We lack - we need - a term for those places where one experiences a 'transition' from a known landscape onto  . . . somewhere we feel and think significantly differently.  I have for sometime been imagining them as 'border crossings'.  These borders do not correspond to national boundaries, and papers and documents are unrequired at them.  Their traverse is generally unbiddable, and no reliable maps exists of their routes and outlines.  They exist even in familiar landscapes, there when you cross a certain watershed, treeline or snowline, or when you enter rain, storm or mist, or pass from boulder clay into sand, or chalk into greenstone.  Such movements are rites of passage that reconfigure local geographies leaving known places outlandish or quickened, revealing continents within countries . . . .
That hour, walking out - back - into Doggerland, was an hour I will never forget.  We did not know where the sand would slacken to mud, and yet somehow it never felt dangerous or rash.  The tide would hold it out and we had two hours in which to discover this vast revealed world: no more than two hours, for sure, but surely no less.  The serenity of the space through which we moved calmed me to the point of invulnerability, and thus we walked on.  A mile out, the white mist still hovered, and in the haze I started to perceive impossible forms and shapes: a fleet of Viking longboats with high lug rigged square sails; a squadron of fulucca, dhows and sgoths; cityscapes (the skyline of Istanbul, the profile of Houses of Parliament).  When I looked back, the coast line was all but imperceptible and it was apparent that our footprints had been erased behind us, and so we splashed timelessly on out into the tidal mist.  It felt at that moment unarguable that a horizon line might exert as potent a pull on the mind as a mountains summit.

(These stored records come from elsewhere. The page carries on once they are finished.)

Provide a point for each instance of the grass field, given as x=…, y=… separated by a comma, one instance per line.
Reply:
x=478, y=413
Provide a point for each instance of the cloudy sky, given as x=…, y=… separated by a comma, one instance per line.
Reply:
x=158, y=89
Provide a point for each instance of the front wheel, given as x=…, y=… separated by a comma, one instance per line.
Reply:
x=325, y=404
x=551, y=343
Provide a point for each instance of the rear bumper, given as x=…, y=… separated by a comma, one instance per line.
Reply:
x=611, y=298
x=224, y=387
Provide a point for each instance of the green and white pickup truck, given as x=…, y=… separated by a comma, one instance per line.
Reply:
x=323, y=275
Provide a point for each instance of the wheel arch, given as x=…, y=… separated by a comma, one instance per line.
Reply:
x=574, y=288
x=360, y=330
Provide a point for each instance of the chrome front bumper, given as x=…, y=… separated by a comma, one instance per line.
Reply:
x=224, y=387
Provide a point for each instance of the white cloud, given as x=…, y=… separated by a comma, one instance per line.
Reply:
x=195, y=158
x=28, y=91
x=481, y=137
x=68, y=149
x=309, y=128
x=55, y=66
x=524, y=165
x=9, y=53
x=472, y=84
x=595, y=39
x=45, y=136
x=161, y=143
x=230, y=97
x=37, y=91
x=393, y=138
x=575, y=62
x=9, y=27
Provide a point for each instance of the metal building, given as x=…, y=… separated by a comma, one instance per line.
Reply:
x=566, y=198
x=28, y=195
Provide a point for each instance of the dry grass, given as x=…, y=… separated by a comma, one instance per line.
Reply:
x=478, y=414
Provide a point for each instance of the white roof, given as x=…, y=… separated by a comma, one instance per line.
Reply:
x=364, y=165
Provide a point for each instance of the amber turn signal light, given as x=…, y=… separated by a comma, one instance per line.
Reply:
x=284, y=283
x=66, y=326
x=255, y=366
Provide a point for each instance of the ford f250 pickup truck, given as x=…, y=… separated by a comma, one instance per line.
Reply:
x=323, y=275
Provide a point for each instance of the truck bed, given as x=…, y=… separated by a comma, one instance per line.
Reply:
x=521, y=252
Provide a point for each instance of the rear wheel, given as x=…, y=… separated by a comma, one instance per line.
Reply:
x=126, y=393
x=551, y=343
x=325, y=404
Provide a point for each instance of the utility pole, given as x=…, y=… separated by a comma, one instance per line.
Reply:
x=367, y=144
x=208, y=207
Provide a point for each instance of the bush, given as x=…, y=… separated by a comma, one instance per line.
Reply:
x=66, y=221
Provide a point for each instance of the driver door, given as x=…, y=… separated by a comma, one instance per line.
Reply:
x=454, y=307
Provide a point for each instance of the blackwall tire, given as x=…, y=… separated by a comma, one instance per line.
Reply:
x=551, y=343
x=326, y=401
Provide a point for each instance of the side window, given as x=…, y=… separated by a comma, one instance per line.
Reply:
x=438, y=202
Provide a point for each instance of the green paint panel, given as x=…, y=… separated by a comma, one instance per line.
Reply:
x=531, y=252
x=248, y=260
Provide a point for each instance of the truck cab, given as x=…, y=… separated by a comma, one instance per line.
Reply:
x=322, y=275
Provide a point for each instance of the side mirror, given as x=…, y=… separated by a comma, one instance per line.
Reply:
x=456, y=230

here, ink and silverleaf on paper, book page from collaborative project with artist Teresa Getty

The Doggerland to which MacFarlane refers was an area of land that connected Great Britain to mainland Europe during and after the last Ice Age. It was then gradually flooded by rising sea levels around 6,500 or 6,200 BC. and now lies under the southern North Sea.  So, the moon's gravitational pull not only allows pedestrian travel on otherwise unwalkable paths to islands off the coast of Essex, it allows for time travel as well.